PS G:\node\node-http> npm install cheerio
Create a node-http-more.js with the following code:
Var http = require ('http'); // obtain the http module var cheerio = require ('cheerio '); // introduce the cheerio module var url = 'HTTP: // www.runoob.com/nodejs/nodejs-tutorial.html'#//define node // filer node chapterfunction filerNodeChapter (html) {// load the crawler HTML to var $ = cheerio. load (html); // get each directory in the left sidebar var nodeChapter =ter ('# leftcolumn '); // here I hope that the final data format I can obtain will look like this, so that we can know the address and title of each directory/*** [{id:, title:}] */var chapterData = []; nodeChapter. each (function (item) {// obtain the address and title of each item var id = $ (this ). attr ('href '); var title = $ (this ). text (); chapterData. push ({id: id, title: title}) return chapterData;} // obtain each data function getChapterData (nodeChapter) {nodeChapter. forEach (function (item) {console. log ('[' + item. id + ']' + item. title + '\ n')});} http. get (url, function (res) {var html = ''; // The data event will be triggered here, and the new html will be continuously triggered until the res is completed. on ('data', function (data) {html + = data}) // when data is obtained, the end event is triggered. Here, the html res on the node official website is printed. on ('end', function () {// console. log (html) // filter out node. js course directory var nodeChapter = filerNodeChapter (html); // print the retrieved data in a loop (getChapterData (nodeChapter )})}). on ('error', function () {console. log ('error occurred when retrieving node official website data ')})

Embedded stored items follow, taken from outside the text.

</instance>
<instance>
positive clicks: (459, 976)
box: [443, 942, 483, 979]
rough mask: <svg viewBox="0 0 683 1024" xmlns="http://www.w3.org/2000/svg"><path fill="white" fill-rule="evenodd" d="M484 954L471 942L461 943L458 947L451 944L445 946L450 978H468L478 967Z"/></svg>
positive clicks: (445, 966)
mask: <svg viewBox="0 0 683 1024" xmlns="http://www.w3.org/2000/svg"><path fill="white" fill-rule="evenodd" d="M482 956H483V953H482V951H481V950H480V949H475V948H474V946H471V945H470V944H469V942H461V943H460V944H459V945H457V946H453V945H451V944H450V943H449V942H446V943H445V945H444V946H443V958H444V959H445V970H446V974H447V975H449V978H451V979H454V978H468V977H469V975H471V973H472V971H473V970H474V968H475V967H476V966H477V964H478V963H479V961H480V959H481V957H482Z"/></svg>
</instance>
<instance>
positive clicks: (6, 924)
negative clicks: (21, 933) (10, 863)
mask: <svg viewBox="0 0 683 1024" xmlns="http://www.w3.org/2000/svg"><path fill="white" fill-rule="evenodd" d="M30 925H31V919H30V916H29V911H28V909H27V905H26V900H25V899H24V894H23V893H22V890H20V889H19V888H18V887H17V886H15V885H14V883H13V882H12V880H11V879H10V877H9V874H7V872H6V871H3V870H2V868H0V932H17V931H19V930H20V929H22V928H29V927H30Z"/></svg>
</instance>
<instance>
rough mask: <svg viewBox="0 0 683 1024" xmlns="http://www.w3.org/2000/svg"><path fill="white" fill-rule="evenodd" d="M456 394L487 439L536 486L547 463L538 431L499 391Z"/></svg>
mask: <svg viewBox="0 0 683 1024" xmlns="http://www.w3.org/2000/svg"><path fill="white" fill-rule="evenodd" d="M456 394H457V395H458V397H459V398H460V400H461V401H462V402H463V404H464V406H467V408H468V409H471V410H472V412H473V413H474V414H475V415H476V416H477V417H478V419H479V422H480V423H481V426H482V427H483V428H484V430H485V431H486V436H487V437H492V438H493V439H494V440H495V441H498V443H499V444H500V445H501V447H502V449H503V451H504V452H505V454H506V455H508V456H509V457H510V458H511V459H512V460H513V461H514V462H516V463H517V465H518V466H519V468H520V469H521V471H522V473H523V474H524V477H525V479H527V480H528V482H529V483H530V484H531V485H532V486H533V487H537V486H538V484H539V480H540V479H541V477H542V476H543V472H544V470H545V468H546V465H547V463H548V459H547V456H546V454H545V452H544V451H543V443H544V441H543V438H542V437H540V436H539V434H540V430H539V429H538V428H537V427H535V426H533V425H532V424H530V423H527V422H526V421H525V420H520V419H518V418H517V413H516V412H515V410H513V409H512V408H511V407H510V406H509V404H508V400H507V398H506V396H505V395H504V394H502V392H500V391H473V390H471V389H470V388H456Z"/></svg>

Terminal execution results and print out the course directory
G: \ node-http> node node-http-more.js [/nodejs/nodejs-tutorial.html] Node. js tutorial [/nodejs/nodejs-install-setup.html] Node. js installation configuration "/nodejs/nodejs-http-server.html" Node. js to create the first application of [nodejs-npm.html] NPM use Introduction [nodejs-repl.html] Node. js REPL [nodejs-callback.html] Node. js callback function [nodejs-event-loop.html] Node. javascript event loop [nodejs-event.html] Node. js EventEmitter [nodejs-buffer.html] Node. js Buffer [nodejs-stream.html] Node. js Stream [/nodejs/nodejs-module-system.html] Node. js module system ........... Not all are provided here. You can view all the results by running the operation on your own.
Now we have finished writing a simple crawler. Please try it on your own. I hope it will be helpful to everyone's learning, and I hope you can support the house of helping customers a lot.